Just one pot, a bag of coleslaw mix, and your favorite ground protein—done in 30 minutes or less.
It started as a “clean out the fridge” moment, but now it’s a full-on staple in our house. I make it when:
- I don’t want to think, but still want to feel good after dinner
- I need something kid-friendly and adult-approved
- I’m prepping lunches that actually taste better the next day
- I need spicy comfort that doesn’t wreck my gut
Whether you serve it over cauliflower rice, sushi rice, or just eat it straight from the bowl (or jar!), this recipe shows up for you—on your busiest, most chaotic, “why is everyone hungry again?” days.
Because feeding yourself shouldn’t feel complicated.
And yes—you absolutely deserve a dinner that feels this easy and this good. 💁♀️🥢

Why You’ll Love This Recipe
1. One Pot Wonder
Minimal cleanup. Major flavor. You’ll have dinner done and your kitchen still standing.
2. 30 Minutes or Less
This isn’t a “wait for it to simmer for 2 hours” situation. It’s fast, easy, and weeknight approved.
3. High-Protein & Gluten-Free
With ground chicken and veggies as the base, it’s naturally macro-balanced without even trying.
4. Flavor Bomb in a Bowl
Garlic, ginger, tamari, sesame oil, sambal… every bite = savory, spicy, umami magic.
5. Packed with Veggies
A full 8 cups of coleslaw mix makes this secretly nourishing—without feeling like a salad.
6. Meal Prep Gold
Layer it in jars or store it in bowls—this one tastes even better the next day.
7. Crowd (and Kid) Friendly
Spice it up or keep it mild, use rice or cauli rice—this dish adapts to your people.

Ingredient Breakdown
This isn’t one of those recipes where you need 27 specialty ingredients and a ring light.

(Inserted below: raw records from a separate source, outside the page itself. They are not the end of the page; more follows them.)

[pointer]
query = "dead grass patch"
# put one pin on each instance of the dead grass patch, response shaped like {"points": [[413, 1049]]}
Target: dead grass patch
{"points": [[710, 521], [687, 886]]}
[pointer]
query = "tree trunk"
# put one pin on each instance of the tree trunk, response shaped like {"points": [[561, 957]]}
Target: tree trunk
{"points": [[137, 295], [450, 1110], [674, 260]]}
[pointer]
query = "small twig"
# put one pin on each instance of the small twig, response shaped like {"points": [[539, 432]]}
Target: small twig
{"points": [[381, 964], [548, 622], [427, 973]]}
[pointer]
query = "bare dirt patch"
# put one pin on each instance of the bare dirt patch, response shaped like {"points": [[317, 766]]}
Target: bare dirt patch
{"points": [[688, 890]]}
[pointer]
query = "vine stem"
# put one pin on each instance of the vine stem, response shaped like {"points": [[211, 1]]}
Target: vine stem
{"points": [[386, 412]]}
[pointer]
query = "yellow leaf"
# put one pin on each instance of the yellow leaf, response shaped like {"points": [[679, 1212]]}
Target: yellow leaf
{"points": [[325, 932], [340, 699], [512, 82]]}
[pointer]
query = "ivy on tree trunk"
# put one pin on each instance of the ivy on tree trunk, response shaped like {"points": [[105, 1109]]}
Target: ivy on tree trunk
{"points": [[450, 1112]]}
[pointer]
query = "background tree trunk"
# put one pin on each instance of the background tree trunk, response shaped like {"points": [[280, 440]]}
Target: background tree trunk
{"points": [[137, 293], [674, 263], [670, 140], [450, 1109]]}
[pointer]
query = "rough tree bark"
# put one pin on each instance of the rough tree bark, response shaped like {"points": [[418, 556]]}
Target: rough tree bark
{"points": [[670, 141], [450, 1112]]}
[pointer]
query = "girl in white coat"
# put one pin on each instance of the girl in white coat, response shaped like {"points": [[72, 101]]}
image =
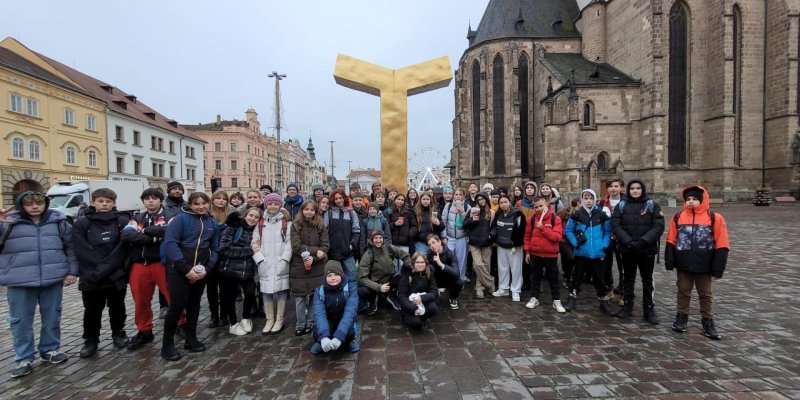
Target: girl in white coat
{"points": [[273, 251]]}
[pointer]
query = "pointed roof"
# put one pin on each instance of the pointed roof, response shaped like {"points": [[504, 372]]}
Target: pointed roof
{"points": [[541, 19]]}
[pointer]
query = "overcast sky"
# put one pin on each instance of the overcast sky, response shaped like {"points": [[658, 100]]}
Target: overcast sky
{"points": [[192, 60]]}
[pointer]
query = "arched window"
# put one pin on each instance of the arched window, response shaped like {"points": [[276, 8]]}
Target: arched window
{"points": [[476, 118], [92, 158], [18, 148], [588, 114], [678, 82], [602, 162], [70, 155], [498, 115], [33, 150], [522, 89], [737, 84]]}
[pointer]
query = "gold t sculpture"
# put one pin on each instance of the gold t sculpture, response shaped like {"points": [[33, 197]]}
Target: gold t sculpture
{"points": [[393, 86]]}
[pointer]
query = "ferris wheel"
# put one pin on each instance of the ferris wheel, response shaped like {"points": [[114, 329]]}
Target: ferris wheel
{"points": [[426, 168]]}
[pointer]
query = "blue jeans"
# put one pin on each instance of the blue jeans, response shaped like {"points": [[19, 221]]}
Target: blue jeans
{"points": [[21, 309], [459, 246]]}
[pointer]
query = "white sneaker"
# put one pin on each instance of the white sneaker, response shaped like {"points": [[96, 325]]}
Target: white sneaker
{"points": [[247, 325], [236, 329], [532, 303]]}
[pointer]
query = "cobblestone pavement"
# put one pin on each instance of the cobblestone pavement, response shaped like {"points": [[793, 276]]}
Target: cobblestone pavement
{"points": [[490, 348]]}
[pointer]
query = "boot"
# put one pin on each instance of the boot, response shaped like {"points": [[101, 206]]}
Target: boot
{"points": [[269, 309], [279, 318], [625, 311], [709, 329], [650, 315], [681, 320], [605, 307]]}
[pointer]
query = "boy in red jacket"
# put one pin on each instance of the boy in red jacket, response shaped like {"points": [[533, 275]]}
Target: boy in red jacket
{"points": [[542, 236]]}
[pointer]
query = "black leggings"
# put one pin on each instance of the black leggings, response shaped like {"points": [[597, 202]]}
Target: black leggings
{"points": [[183, 295], [229, 290]]}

Everything here is easy to find, easy to prep, and designed to make you feel like you’ve got your life together—even if you’re cooking in sweats with 6% energy.
The Protein Base
- Ground chicken: High in protein, mild in flavor, and perfect for soaking up all that savory goodness.

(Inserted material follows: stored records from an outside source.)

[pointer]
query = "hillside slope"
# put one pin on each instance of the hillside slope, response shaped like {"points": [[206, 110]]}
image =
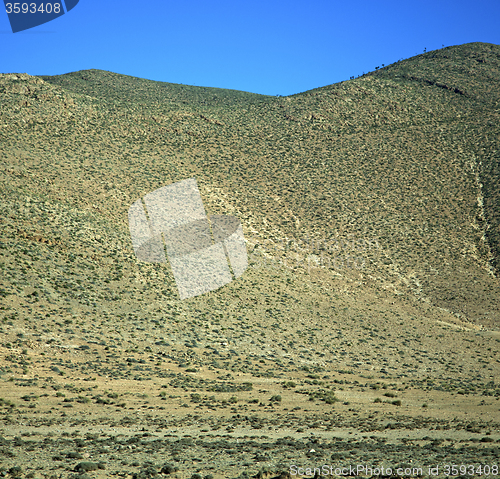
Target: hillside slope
{"points": [[366, 327]]}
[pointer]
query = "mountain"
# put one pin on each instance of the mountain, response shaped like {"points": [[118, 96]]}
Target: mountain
{"points": [[371, 210]]}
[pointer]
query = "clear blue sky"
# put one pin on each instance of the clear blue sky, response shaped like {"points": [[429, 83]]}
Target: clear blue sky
{"points": [[271, 47]]}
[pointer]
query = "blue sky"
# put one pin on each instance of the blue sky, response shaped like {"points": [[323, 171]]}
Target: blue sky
{"points": [[270, 47]]}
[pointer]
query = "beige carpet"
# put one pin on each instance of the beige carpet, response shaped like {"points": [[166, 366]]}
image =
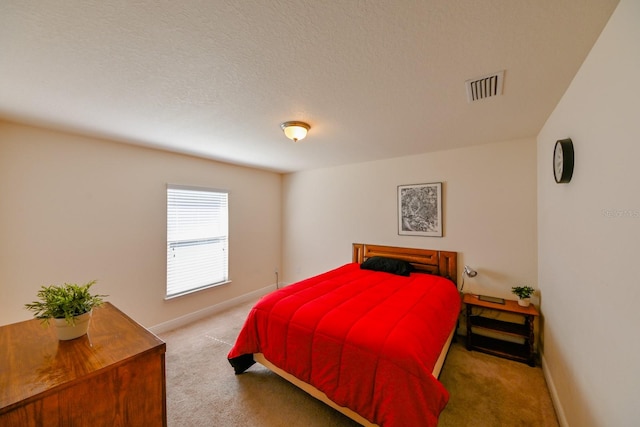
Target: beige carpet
{"points": [[202, 389]]}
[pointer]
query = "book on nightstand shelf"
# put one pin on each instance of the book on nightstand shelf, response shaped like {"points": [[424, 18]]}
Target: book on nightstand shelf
{"points": [[488, 298]]}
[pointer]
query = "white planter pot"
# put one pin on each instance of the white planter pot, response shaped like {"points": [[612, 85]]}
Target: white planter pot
{"points": [[68, 332]]}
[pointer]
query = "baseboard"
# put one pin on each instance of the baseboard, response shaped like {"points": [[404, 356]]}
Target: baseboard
{"points": [[562, 419], [208, 311]]}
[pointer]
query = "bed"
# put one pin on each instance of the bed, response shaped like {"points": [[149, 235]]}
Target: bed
{"points": [[368, 338]]}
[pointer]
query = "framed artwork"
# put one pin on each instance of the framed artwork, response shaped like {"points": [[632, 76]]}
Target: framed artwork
{"points": [[420, 210]]}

→ Sub with ground turkey, pork, beef, or even tofu if that’s your vibe. - Olive oil: For sautéing and bringing everything together. Use avocado oil if you prefer.
The Flavor Bombs
- Kosher salt: Essential for balance.
- Tamari: A gluten-free soy sauce that brings the salty, umami depth we love.
- Sesame oil: A tiny bit goes a long way—smoky, toasty, and rich.
- Garlic + fresh ginger: The ultimate duo. Bright, warm, and anti-inflammatory queens.
- Sambal oelek or sriracha: Adds heat and depth—adjust based on your spice level.
The Veggie Magic
- Coleslaw mix: AKA your shortcut to shredded cabbage + carrots without doing the most.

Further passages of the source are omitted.